Unlike most consumer-grade SATA drives, the Western Digital Black˛ is not a plug and play device since it requires custom drivers to fully function. In its default out of the box configuration only the 120GB SSD is fully useable and the 1TB hard drive portion isn’t inaccessible. This has been done on purpose as it allows consumers to install their Windows operating system onto the faster of the two drives and then when the OS is installed, load the custom driver and use the second ‘D’ drive for its intended role: long term data storage.


Consumers need first plug in the included USB ‘key’ and have its software connect to the internet and download the latest drivers from Western Digital’s servers. This key and extended installation process is the reason the Black˛ only comes in a upgrade kit at this time since without it, obtaining the drivers is a touch more complicated. Once the software is installed, you need never to use the ‘key’ again unless the OS needs to be reinstalled.


The installation itself will only moments to complete. Plug the key into a free USB 2.0 port, let the OS install the driver for the USB key, and then wait for the software executable to start. When it does select your language, choose to install the drivers – or download the manual – and sit back and relax.

Once completed, OS will be able to properly communicate with the Black˛’s built in port multiplier and recognize that there is a second device ‘attached’ to the SATA port. At this point the OS will install the standard HDD drivers, whereupon the 1TB partition can be formatted and used like any secondary drive.

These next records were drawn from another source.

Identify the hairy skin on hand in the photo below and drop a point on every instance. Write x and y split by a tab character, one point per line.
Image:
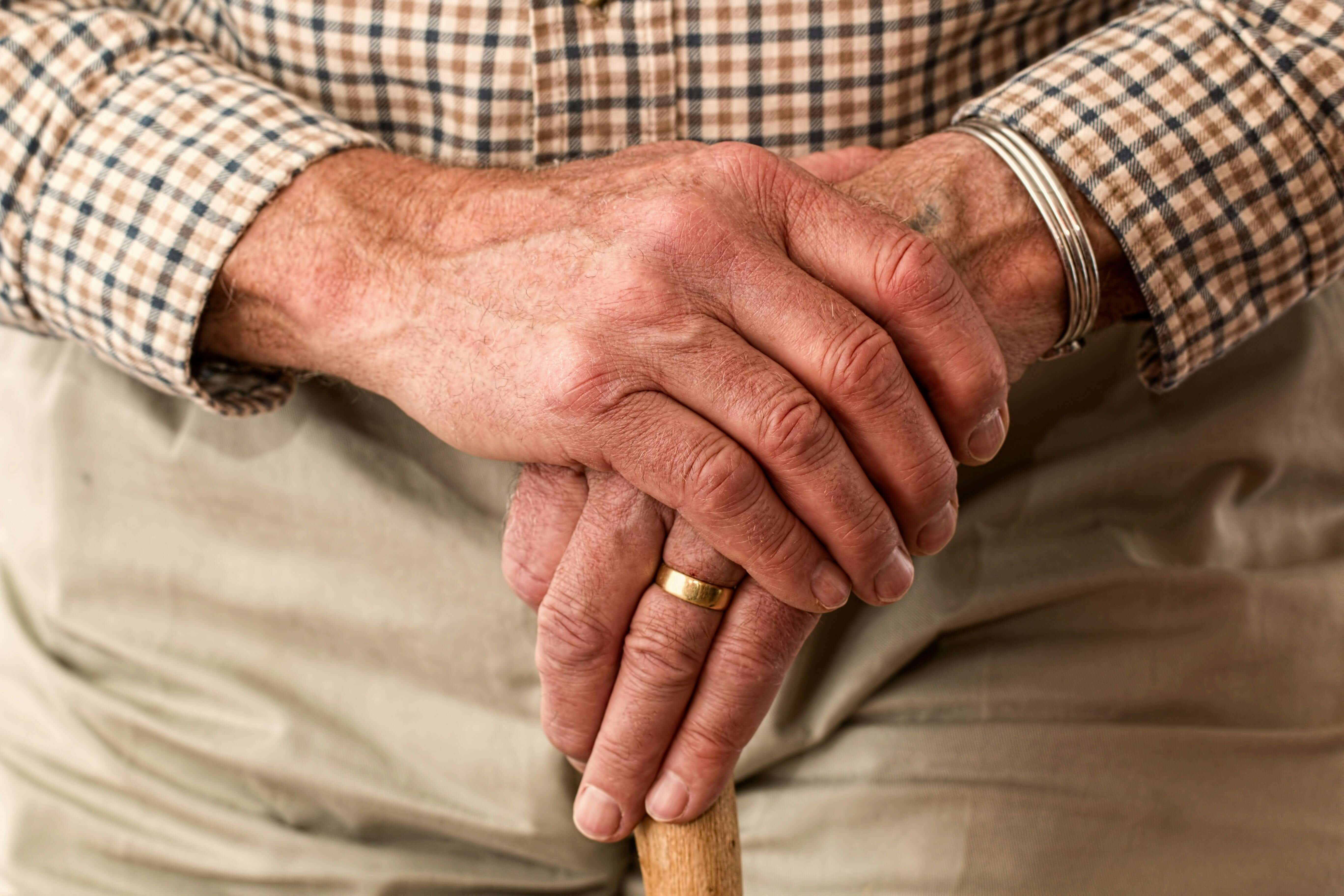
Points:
956	191
729	334
642	730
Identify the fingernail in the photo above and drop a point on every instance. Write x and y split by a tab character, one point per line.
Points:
896	578
939	531
988	436
830	586
669	798
596	815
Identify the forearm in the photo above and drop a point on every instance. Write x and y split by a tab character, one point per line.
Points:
314	285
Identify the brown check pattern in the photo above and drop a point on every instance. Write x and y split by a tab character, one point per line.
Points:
139	138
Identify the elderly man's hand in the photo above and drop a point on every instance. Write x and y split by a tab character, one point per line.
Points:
700	320
662	719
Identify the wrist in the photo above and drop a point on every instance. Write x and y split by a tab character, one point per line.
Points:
957	191
311	285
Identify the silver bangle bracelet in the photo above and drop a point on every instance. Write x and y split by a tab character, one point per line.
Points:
1062	220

Even though both the hard drive and solid state drive do share a single SATA port, there are no worries about the connection lacking bandwidth due to its SATA 6Gb/s compatibility. Simply put, neither of these drives are precisely extreme performance devices and even accessing both at the same time won’t cause any problems. Both may share a SATA port but each has its own controller, onboard cache and separate storage.

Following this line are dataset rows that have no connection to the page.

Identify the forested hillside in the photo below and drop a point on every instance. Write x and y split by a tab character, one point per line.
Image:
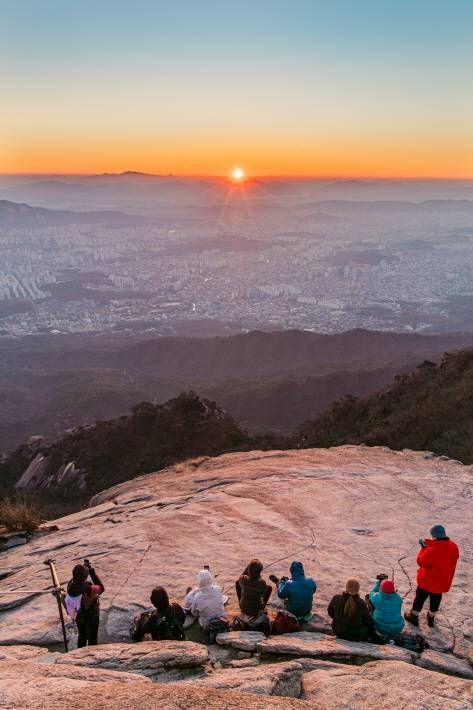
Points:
431	409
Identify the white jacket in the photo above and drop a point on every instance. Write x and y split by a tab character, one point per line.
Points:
207	603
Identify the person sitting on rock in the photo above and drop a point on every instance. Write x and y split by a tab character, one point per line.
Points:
164	623
252	590
82	603
298	592
351	619
207	602
437	561
387	606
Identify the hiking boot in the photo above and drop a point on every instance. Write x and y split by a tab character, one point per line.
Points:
412	618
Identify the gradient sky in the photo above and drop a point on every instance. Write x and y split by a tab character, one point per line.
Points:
316	87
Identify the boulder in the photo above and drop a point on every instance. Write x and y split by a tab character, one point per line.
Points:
384	686
242	640
150	658
283	679
445	663
312	645
152	530
21	653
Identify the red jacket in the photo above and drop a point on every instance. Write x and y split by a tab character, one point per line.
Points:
437	564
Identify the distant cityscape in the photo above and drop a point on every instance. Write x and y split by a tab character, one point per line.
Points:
326	267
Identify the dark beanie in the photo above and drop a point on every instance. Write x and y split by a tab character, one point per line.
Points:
254	569
438	531
80	573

Bottlenecking may not be a concern, but what is a potential concern is TRIM since adding in an additional hardware layer between the SSD controller and the TRIM command is never an optimal solution. To test and make sure that TRIM is indeed working we used the simple but ultra-reliable TRIMcheck by CyberShadow. According to it, even with this extra hardware layer the Western Digital Black˛ indeed TRIM compliant which should prevent this drive from entering a degraded state if the TRIM command is indeed capable of reaching it.